In our simplest case - **binary classification problem** - linear regression can assume value between 0 and 1: 

$ 0 \le h_\theta(x) \le 1$ 

### Hypothesis Representation

$ h_\theta(x) = g(\theta^T x) $  

where g(z) is the **sigmoid function** or **logistic function**:

$g(z) = \frac{1}{1+e^{-z}}  =  \frac{1}{1+e^{-\theta^T x}} $

### Interpretation

$h_\theta(x)$ = estimated probability that y = 1 on input x  
$h_\theta(x) = p (y=1 | x=0) $

### Decision Boundary

Suppose we predict:  

$h_\theta(x) \ge 0.5 \to y = 1$  

$h_\theta(x) < 0.5 \to y = 0$  

By design of our logistic function:

$z \ge 0 \to g(z) \ge 0.5 $

Therefore:

$\theta^Tx \ge 0 \to  h_{\theta}(x) = g(\theta^Tx) \ge 0.5 $  

The **decision boundary** is the line which delimits the area where y = 0 or y = 1.   

### Cost Function

**Recap: Linear Regression**

$Cost(h_{\theta}(x),y) = \frac{1}{2}(h_{\theta}(x) - y)^2$

**Logistic Regression**

$Cost(h_{\theta}(x),y) =
\begin{cases}
-log(h_{\theta}(x)) & y = 1 \\
-log(1-h_{\theta}(x)) & y = 0
\end{cases}$

**Note**: we cannot use the linear regression function since it would not create a _convex_ function, creating multiple local optima.

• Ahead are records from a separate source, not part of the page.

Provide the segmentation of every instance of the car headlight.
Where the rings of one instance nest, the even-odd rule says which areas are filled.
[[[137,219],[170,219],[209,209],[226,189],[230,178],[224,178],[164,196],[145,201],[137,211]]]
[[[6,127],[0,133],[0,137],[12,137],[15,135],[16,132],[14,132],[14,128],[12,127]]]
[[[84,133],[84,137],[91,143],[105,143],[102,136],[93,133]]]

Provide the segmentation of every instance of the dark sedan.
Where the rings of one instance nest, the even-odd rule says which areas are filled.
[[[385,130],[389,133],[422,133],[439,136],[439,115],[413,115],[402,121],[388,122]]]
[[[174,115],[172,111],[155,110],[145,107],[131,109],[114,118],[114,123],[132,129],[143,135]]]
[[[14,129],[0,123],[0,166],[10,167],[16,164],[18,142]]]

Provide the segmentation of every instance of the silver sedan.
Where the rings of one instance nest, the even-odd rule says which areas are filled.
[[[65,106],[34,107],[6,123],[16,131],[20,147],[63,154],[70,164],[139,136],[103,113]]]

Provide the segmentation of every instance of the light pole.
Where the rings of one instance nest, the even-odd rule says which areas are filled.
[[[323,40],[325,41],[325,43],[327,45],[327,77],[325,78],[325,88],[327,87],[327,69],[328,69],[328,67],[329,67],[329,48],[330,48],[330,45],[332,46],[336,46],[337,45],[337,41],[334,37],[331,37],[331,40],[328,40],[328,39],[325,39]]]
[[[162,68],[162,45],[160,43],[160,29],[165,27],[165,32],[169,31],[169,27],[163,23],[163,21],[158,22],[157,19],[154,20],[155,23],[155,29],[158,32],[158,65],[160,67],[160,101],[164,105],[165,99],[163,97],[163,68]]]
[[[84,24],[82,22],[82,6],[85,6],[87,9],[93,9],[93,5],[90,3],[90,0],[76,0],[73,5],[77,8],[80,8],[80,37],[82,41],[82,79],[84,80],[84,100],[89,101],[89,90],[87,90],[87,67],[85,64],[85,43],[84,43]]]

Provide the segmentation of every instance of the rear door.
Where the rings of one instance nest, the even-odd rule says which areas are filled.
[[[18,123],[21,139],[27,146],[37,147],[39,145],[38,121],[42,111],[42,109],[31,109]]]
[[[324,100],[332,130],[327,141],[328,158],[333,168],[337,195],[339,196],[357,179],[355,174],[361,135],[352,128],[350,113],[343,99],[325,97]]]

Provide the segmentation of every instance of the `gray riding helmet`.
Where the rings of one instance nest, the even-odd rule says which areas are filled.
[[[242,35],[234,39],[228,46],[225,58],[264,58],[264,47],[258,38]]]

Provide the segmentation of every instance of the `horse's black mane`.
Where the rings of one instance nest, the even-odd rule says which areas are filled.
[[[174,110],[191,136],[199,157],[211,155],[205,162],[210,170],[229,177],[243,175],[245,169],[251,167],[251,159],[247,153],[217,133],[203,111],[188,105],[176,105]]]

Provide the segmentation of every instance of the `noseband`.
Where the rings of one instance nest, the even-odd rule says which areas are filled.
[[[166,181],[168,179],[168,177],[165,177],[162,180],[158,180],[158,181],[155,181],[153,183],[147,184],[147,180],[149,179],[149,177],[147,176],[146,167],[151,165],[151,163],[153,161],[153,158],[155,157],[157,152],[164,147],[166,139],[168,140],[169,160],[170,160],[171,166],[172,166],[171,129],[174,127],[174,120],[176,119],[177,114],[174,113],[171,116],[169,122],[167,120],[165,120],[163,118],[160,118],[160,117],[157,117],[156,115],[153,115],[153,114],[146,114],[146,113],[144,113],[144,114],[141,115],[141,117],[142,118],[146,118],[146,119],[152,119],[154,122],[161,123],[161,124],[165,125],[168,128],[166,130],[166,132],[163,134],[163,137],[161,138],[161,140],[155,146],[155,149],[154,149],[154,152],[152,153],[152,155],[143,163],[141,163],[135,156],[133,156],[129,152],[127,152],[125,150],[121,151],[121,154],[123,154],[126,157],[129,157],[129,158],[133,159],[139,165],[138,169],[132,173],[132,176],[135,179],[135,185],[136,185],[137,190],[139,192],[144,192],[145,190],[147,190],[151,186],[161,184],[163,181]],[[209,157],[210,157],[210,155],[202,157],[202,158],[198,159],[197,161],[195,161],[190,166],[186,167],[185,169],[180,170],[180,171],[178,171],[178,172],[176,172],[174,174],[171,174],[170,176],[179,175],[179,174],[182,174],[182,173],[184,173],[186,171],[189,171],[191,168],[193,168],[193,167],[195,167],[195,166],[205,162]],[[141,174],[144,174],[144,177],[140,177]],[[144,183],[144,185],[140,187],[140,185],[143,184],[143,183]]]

### Simplified Cost Function

$Cost(h_{\theta}(x), y) = -ylog(h_{\theta}(x)) - (1-y)log(1-h_{\theta}(x))$

$ J(\theta) = -\frac{1}{m} [\sum_{i=1}^m y^{(i)} log h_{\theta}x^{(i)} + (1-y^{(i)}) log (1- h_{\theta}x^{(i)})]$

To fit parameters $\theta$:

**min** $ J(\theta)$ 

### Gradient Descent

Repeat {

$\theta_j := \theta_j - \alpha \frac{\partial}{\partial \theta_j} J(\theta) = \theta_j - \alpha \sum_{i=1}^m (h_\theta (x^{(i)}) - y^{(i)}) x_j^{(i)} $ 

_simultaneously update all $\theta_j$_
    
}

**Note: this gradient descent looks exactly like the one we had for linear regression, but keep in mind that the hypothesis function $h_\theta$ has changed. 

### Advanced Optimization

Turns out that gradient descent is only one of many optimization algorithms:
* Conjugate gradient
* BFGS 
* L-BFGS

**Advantages**:

1. No need to pick $\alpha$ manually
2. Faster than GD

**Disadvantages**:

1. Complexity

### Multiclass classification

#### One vs. all classification

To solve multiclassification, we can split the problem in individual binary classification problems. 

We will therefore need $i$ classifiers with $i$ = number of intended classes for our dataset.